How to find the nearest neighbors for latitude and longitude point on python?
I honestly don't know if using a kd-tree would work correctly, but my hunch says it would be inaccurate.
I think you need to use something like greater circle distance to get accurate distances.
from math import radians, cos, sin, asin, sqrt, degrees, atan2
def validate_point(p):
lat, lon = p
assert -90 <= lat <= 90, "bad latitude"
assert -180 <= lon <= 180, "bad longitude"

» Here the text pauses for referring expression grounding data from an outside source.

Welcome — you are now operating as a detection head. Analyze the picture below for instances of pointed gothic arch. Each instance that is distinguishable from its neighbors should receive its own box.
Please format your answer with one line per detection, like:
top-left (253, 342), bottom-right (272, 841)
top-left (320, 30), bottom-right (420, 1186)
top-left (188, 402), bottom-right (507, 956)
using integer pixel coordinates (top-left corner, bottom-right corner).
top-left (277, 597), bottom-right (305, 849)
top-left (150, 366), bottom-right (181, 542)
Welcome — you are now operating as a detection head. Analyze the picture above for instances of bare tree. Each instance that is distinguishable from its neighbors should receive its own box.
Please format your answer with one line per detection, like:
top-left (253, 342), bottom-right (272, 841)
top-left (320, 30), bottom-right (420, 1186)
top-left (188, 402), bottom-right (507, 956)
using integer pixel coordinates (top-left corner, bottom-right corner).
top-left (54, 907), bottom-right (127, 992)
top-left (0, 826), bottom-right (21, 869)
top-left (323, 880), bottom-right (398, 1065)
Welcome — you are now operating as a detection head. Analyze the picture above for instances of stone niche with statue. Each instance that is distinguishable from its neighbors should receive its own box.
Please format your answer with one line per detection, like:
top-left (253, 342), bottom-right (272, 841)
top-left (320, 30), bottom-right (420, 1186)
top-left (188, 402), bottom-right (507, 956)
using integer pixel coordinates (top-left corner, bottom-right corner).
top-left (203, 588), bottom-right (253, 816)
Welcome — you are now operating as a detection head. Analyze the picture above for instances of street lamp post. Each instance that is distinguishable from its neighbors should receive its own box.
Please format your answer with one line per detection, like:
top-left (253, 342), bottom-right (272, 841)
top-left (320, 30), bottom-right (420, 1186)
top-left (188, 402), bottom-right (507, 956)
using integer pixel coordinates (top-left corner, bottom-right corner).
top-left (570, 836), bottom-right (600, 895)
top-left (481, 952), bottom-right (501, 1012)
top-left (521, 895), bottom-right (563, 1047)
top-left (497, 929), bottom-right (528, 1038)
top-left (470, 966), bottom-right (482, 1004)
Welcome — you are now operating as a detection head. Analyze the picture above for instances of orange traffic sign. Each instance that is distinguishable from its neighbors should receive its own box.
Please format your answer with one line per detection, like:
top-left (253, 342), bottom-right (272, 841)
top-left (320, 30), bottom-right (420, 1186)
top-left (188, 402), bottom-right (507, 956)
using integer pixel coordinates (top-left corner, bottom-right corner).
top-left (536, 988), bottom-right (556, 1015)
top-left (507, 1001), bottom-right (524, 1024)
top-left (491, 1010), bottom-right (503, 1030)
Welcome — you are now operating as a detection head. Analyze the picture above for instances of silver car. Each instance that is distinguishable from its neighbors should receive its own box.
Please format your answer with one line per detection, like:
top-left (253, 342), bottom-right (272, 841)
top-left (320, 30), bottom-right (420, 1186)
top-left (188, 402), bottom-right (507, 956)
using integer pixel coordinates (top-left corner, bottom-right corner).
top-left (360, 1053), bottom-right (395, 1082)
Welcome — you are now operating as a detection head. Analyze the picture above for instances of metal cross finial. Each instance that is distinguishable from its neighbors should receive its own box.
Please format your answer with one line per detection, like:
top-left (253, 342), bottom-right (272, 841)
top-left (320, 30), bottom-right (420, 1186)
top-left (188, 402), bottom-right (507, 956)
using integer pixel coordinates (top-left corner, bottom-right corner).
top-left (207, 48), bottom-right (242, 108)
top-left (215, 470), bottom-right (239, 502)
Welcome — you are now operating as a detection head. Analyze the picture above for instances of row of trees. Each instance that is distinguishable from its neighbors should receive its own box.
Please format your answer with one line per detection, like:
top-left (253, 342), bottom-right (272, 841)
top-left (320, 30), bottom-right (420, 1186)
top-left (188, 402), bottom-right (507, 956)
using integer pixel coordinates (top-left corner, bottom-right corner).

# original formula from http://www.movable-type.co.uk/scripts/latlong.html
def distance_haversine(p1, p2):
"""
Calculate the great circle distance between two points
on the earth (specified in decimal degrees)
Haversine
formula:
a = sin²(Δφ/2) + cos φ1 ⋅ cos φ2 ⋅ sin²(Δλ/2)
_ ____
c = 2 ⋅ atan2( √a, √(1−a) )
d = R ⋅ c
where φ is latitude, λ is longitude, R is earth’s radius (mean radius = 6,371km);
note that angles need to be in radians to pass to trig functions!
"""
lat1, lon1 = p1
lat2, lon2 = p2
for p in [p1, p2]:
validate_point(p)
R = 6371 # km - earths's radius
# convert decimal degrees to radians
lat1, lon1, lat2, lon2 = map(radians, [lat1, lon1, lat2, lon2])
# haversine formula
dlon = lon2 - lon1
dlat = lat2 - lat1
a = sin(dlat/2)**2 + cos(lat1) * cos(lat2) * sin(dlon/2)**2
c = 2 * asin(sqrt(a)) # 2 * atan2(sqrt(a), sqrt(1-a))
d = R * c
return d
scikit-learn
provides a BallTree
class that supports the Haversine metric. See also this SO question.
I think you are trying to solve the k Nearest Neighbor problem.
Since your data set lies in 2D, then a kd-tree would work nicely, in general, I do not know about spicy.
However, if your points start living in a higher dimension, then kd-tree will not be a smart choice.